Sunny with a chance of Hailstones
Armstrong Whitworth Whitley
somewhere in Scotland.
(Distance covered = 12.5 mile/Ascent =+790m)

Second last day of my walking holiday in Scotland while the Girls were away at the Canadian Highland Dancing Championships in 2014.

I had a bit of a lie in and didn't set off walking until 7.30am, but as it wouldn't get dark until 10pm or thereabouts I would still have plenty of time to reach a very remote wrecksite of an Armstrong Whitworth Whitley.

8am on the way out.

8pm on the way back

I wasn't sure which way the weather was going to turn but after about an hour my undoubted good luck with the Scottish Weather kicked in, and halfway up an initial steep climb out of the glen where I had parked the car the sun was out.

Followed that road for quite a way

Once up out of the glen it was a very pleasant walk along a relatively flat Landy track for a good few miles with superb views on offer all around. I had to leave the Landrover track and head off cross country for the last mile or so to reach the crashsite, so that was a bit harder going through numerous bogs and peat hags.

Shattered and burnt out remains of the Whitley on a remote moorland miles from anywhere

The location of this crashsite is not very well known, the grid ref I had was about 1km away where a couple of panels have been blown by the wind and the published grid ref is about 2km away. I managed to happen upon the main crashsite as when I found the panels at the grid ref I had, I figured they had been blown there by the wind, so I walked into the wind.

Not the sort of place to get caught in a deluge of Hailstone.

Not long after arriving at the crashsite the sky turned a bit angry and a brief storm of rather large hailstones ensued, I made a shelter out of some pieces of the Whitley and ate my sandwiches while I waited for the storm to pass. It sounded like someone was chucking marbels at the alluminium panel I was sheltering under.

Just after the hailstones relented.

A battered and toasted R1155 wireles at the wrecksite.

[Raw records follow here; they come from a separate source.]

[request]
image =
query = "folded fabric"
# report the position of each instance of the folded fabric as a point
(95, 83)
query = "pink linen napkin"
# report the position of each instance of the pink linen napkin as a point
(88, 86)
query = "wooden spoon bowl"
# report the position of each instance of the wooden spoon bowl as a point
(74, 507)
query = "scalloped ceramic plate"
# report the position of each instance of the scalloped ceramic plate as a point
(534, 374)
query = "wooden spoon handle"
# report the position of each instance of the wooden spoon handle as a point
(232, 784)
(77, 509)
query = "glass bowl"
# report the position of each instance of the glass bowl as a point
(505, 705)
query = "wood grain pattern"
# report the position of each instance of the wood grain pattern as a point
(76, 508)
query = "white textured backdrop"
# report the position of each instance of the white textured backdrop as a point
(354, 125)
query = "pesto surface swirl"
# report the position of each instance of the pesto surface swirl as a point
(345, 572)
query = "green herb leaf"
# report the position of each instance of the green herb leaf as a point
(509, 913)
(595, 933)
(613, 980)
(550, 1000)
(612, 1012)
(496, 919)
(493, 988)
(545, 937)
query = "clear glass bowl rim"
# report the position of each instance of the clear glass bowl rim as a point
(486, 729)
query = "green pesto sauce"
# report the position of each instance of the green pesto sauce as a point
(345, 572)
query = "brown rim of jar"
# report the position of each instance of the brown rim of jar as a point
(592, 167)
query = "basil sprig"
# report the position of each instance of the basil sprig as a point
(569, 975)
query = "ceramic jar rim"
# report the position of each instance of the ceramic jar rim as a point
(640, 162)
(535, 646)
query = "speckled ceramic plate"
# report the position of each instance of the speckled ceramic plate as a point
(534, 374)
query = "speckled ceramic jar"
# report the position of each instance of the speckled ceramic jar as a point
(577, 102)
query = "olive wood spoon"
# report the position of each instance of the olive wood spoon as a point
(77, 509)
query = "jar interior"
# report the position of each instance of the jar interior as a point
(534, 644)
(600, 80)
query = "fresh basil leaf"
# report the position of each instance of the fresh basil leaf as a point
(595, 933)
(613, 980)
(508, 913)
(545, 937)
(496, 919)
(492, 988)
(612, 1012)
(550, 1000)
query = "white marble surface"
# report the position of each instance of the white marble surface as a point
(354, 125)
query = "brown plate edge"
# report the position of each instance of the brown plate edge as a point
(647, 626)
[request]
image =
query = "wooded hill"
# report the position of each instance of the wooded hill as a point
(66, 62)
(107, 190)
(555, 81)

An intact R1155 wireless at Duxford, for comparison

There are lots of interesting parts still at this site, most probably due to the fact that Souvenier Hunters aren't aware of its location. I spent a good 3 hours looking around and photographng pieces before having to set off on the long walk back to the Pug.

Usually stuff like this has been pilfered by souvenier hunters long ago.

More crashsite photos.

Lovely evening to finish off a very enjoyable day

Usually the slog back to the car can prove to be a bit of a chore but on this day, (once the hailstorm had passed), the weather was so nice it was really enjoyable and I even made a few diversions to take photos of the scenery.

Heather, the beautiful little flower that my beautiful little girl is named after.

I did try to not give away the location of this site as there was a lot of interesting bits still in situ, but since my visit some muppet has been giving guided tours to it, so unfortunately all the 'interesting stuff' is probably now in someone's garden shed.